I was focusing on the sample for encoding arbitrary higher kinded types: specifically the line type HKT where Apply<HKT, E> = Self;
is invalid in today's Rust, because the where
clause on associated types was dropped from the associated items rfc (though the text wasn't updated! :( ). It should be possible to replace it with an equivalent where
clause on the trait definition, but equality bounds on where
clauses for traits are not implemented yet.
Anyway, here's where I got to (had to make a few other changes to deal with the scoping changes that happened):
trait TypeToType<Input> {
type Output;
}
type Apply<Name, Elt> where Name: TypeToType<Elt> = Name::Output;
struct Vec_;
impl<T> TypeToType<T> for Vec_ {
type Output = Vec<T>;
}
trait Mappable
where Apply<Self::HKT, Self::E> = Self // syntax which requires rust-lang #20041 to be closed
{
type E;
// `where` is invalid syntax on associated types, so we moved this to the trait bound instead
//type HKT where Apply<Self::HKT, Self::E> = Self;
type HKT;
fn map<F>(self, f: FnMut(Self::E) -> F) -> Apply<Self::HKT, F>;
}
So as far as I'm concerned, this talk will have to wait until we actually get proper HKT support, or at least until rust-lang/#20041 is closed.
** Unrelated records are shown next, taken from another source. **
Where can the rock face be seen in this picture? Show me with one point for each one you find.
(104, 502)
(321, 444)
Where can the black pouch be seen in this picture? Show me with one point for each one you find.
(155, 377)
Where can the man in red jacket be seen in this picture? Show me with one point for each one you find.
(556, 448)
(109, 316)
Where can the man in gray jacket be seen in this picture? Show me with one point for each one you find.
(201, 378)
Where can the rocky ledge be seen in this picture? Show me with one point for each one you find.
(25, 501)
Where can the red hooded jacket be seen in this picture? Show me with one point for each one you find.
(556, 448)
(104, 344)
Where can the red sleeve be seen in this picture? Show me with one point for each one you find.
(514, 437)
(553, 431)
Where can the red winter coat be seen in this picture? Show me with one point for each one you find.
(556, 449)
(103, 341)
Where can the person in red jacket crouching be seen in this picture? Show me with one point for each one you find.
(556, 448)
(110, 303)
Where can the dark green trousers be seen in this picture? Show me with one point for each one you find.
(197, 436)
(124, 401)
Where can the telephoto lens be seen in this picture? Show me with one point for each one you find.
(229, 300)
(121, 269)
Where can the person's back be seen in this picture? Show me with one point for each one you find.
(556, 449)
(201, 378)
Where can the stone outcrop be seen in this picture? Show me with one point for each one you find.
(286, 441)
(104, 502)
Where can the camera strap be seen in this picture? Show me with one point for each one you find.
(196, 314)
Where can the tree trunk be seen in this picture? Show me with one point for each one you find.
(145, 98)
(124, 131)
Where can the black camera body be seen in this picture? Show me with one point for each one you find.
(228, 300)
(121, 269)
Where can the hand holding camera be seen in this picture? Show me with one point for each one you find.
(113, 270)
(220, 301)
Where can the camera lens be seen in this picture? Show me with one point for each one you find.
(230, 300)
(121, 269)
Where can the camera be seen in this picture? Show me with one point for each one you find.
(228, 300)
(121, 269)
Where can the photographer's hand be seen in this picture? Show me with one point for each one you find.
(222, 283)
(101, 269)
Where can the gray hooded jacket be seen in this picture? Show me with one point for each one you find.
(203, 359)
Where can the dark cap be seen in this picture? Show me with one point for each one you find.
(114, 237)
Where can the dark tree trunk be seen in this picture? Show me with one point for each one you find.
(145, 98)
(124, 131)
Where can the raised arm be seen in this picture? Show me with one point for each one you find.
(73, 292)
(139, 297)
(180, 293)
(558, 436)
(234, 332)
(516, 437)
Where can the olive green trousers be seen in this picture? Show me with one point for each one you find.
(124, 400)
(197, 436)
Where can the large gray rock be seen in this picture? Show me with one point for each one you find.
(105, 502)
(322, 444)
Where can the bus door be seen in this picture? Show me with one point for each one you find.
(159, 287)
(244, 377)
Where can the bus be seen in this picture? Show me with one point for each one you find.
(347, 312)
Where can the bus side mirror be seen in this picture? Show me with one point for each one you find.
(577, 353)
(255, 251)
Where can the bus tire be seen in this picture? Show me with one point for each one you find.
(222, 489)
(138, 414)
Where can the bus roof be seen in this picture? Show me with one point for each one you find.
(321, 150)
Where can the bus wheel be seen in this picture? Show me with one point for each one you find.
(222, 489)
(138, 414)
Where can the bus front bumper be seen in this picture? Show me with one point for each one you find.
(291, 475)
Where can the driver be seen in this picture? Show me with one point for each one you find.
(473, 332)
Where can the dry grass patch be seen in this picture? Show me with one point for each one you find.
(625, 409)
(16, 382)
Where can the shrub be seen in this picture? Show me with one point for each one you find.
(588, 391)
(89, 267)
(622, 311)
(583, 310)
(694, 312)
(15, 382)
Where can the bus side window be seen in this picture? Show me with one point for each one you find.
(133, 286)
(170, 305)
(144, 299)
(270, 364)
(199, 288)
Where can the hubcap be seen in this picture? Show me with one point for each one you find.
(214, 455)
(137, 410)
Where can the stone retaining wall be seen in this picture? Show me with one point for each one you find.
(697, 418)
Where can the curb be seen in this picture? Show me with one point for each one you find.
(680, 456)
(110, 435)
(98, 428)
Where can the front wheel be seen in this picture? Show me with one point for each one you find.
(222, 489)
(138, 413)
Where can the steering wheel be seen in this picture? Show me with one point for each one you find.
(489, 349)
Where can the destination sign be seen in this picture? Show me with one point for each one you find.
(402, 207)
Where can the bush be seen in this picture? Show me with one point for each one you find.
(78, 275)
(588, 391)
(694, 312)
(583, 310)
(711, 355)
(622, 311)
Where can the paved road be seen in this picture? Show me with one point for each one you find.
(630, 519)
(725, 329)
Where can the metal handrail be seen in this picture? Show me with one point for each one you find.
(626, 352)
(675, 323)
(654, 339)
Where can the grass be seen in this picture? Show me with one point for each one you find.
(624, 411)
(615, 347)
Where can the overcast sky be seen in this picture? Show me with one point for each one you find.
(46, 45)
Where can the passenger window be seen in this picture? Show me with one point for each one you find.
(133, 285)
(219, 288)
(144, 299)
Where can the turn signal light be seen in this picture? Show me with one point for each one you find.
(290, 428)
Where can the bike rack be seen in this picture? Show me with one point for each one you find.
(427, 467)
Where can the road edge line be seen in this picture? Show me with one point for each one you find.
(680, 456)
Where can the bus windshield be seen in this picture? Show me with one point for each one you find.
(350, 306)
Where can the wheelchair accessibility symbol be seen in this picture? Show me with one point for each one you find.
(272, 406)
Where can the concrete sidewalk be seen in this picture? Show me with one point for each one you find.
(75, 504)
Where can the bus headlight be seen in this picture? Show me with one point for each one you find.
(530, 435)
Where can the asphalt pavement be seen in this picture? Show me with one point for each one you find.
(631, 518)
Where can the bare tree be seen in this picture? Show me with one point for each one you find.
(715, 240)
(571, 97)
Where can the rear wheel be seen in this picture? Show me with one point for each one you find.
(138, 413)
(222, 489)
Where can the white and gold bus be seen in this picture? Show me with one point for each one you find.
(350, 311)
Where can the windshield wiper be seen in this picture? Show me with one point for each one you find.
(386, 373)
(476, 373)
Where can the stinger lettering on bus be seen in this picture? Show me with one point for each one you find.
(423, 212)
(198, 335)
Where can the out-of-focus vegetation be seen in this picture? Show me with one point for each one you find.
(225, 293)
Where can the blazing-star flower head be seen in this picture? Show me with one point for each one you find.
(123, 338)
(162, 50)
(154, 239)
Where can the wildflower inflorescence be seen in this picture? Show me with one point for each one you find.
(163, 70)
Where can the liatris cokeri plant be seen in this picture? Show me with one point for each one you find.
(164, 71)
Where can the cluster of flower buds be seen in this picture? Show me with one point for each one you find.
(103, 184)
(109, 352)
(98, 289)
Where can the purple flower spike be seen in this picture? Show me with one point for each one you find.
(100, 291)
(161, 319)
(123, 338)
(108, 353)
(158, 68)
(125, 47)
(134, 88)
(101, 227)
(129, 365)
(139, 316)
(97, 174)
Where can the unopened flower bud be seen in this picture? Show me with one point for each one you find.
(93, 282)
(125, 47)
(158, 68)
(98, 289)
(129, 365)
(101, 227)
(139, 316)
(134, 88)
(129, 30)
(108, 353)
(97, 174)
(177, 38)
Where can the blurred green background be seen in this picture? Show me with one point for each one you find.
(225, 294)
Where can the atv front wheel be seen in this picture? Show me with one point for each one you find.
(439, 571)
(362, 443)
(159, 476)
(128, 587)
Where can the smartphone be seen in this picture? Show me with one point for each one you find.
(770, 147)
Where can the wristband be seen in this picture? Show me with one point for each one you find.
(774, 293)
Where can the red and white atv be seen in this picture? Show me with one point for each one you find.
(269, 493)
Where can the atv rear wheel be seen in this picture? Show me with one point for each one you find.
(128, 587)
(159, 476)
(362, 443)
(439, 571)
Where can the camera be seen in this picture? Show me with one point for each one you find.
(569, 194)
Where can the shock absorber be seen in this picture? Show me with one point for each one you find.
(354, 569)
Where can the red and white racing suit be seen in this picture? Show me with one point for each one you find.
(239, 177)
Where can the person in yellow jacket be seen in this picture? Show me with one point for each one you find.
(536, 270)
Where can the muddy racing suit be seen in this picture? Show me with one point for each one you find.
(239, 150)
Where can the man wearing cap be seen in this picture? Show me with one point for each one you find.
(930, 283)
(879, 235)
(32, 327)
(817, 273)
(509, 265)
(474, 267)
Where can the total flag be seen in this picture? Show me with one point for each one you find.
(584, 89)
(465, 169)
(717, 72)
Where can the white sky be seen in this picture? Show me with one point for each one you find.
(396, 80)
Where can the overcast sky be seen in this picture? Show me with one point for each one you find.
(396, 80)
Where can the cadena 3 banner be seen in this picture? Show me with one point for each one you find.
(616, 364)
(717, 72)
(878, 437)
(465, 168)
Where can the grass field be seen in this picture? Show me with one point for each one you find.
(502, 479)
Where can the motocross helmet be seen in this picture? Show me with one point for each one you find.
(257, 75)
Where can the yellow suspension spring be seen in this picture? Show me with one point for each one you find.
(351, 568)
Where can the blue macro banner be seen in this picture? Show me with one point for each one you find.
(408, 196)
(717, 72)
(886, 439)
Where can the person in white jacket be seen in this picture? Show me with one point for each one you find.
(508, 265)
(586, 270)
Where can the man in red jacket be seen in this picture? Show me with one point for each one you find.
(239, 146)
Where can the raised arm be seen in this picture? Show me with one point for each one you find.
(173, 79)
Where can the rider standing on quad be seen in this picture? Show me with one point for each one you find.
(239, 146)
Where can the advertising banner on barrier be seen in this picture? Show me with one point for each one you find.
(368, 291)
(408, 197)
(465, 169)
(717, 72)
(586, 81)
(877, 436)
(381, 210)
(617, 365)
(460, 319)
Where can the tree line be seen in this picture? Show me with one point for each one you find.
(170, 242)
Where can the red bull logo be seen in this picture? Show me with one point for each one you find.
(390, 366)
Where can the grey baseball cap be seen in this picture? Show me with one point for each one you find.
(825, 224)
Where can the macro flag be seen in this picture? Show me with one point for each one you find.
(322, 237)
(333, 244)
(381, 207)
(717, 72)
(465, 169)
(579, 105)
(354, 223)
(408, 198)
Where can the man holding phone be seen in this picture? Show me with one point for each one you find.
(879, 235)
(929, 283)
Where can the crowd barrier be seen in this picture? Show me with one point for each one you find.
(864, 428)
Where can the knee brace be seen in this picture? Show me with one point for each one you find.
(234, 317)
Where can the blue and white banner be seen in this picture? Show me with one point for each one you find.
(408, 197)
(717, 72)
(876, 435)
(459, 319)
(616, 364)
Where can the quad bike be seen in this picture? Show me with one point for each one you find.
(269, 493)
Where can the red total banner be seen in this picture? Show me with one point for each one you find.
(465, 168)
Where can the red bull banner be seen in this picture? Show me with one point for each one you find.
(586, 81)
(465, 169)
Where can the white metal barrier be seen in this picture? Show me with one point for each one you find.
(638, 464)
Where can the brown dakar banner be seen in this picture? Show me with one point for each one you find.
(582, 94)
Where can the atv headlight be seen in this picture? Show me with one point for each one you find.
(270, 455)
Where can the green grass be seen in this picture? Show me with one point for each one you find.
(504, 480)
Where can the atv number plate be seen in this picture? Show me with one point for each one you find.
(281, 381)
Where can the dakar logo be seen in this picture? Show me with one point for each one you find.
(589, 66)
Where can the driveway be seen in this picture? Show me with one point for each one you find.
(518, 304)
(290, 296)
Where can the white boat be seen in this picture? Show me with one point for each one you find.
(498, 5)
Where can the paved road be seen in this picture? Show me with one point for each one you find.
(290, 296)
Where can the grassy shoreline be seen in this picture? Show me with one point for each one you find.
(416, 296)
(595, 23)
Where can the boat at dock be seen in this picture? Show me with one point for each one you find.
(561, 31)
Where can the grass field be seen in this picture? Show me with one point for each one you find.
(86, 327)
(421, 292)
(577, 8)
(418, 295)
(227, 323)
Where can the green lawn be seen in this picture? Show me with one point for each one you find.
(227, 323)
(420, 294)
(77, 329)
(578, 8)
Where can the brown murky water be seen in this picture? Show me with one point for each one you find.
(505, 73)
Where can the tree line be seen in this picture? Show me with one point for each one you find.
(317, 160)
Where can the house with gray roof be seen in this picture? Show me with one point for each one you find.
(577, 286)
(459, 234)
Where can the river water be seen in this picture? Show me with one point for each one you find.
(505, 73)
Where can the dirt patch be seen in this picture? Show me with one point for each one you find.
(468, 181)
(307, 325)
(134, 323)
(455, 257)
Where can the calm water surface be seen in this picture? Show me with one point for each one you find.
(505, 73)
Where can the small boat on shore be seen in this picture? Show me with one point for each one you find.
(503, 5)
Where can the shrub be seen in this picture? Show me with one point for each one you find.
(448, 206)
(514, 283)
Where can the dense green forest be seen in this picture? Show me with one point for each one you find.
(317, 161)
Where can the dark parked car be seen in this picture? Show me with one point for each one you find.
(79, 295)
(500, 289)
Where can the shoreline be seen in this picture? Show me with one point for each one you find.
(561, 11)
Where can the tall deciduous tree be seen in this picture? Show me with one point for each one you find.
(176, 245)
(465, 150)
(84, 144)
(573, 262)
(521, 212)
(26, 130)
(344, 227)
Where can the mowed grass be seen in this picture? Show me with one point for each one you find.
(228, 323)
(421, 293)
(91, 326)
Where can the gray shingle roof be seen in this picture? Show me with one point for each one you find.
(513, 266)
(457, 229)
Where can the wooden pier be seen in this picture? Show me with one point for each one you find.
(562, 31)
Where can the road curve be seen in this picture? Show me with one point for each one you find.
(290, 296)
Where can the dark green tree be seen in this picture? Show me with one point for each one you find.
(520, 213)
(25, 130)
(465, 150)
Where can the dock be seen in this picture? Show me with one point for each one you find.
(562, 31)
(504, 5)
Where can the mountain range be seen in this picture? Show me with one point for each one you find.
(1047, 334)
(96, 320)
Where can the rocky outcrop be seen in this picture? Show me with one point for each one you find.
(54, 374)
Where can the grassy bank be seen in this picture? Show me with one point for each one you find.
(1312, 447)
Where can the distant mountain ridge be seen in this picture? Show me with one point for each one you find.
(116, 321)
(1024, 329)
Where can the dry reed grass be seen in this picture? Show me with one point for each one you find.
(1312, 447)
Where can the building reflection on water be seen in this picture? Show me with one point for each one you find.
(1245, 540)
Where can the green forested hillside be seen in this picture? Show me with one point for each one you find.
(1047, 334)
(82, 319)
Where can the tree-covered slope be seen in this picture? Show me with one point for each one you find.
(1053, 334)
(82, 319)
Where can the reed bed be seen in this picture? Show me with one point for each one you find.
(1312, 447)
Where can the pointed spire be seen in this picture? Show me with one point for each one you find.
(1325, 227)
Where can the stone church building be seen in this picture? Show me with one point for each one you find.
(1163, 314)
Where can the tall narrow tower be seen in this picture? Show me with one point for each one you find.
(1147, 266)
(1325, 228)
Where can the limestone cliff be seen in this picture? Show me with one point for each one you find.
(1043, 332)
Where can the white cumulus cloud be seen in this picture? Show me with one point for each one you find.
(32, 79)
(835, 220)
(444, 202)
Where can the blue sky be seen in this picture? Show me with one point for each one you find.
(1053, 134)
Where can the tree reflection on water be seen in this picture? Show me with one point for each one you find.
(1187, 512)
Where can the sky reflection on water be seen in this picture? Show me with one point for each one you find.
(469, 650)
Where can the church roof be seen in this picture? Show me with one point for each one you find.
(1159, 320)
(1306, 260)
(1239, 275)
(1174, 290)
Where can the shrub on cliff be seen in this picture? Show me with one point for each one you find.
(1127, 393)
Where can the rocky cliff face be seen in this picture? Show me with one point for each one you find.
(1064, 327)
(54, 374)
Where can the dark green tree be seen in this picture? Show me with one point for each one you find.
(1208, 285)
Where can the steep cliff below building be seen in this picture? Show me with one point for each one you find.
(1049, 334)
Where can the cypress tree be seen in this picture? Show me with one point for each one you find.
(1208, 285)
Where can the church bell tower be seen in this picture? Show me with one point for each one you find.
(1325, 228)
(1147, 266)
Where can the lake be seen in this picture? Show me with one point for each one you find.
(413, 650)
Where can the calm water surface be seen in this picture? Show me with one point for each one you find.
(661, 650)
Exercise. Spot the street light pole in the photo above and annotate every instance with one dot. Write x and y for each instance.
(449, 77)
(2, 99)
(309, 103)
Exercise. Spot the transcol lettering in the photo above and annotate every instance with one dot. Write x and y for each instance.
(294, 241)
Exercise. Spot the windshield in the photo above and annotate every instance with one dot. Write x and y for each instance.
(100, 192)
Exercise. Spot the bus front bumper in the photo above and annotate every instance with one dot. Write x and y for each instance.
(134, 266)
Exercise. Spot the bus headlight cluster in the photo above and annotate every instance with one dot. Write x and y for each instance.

Tom McGilchrist gave a talk at a recent fpsyd about higher kinded polymorphism in OCaml, which is achieved roughly the same way.
The paper that introduced the ideas he was talking about is "Lightweight higher-kinded polymorphism" by Yallop and White (2014): https://ocamllabs.github.io/higher/lightweight-higher-kinded-polymorphism.pdf
The OCaml lib that implements those ideas is here: https://github.com/ocamllabs/higher
His slides are here: http://lambdafoo.com/fp-syd-higher-2015
Maybe that could be further inspiration for this :)
I'm going to close this for now - might get back to it later.
Supposedly higher kinded types are possible now with some contortions: https://github.com/rust-lang/rfcs/blob/master/text/0195-associated-items.md#encoding-higher-kinded-types
I've been meaning to put some time into understanding how this works; I could package it up into a talk if people are interested.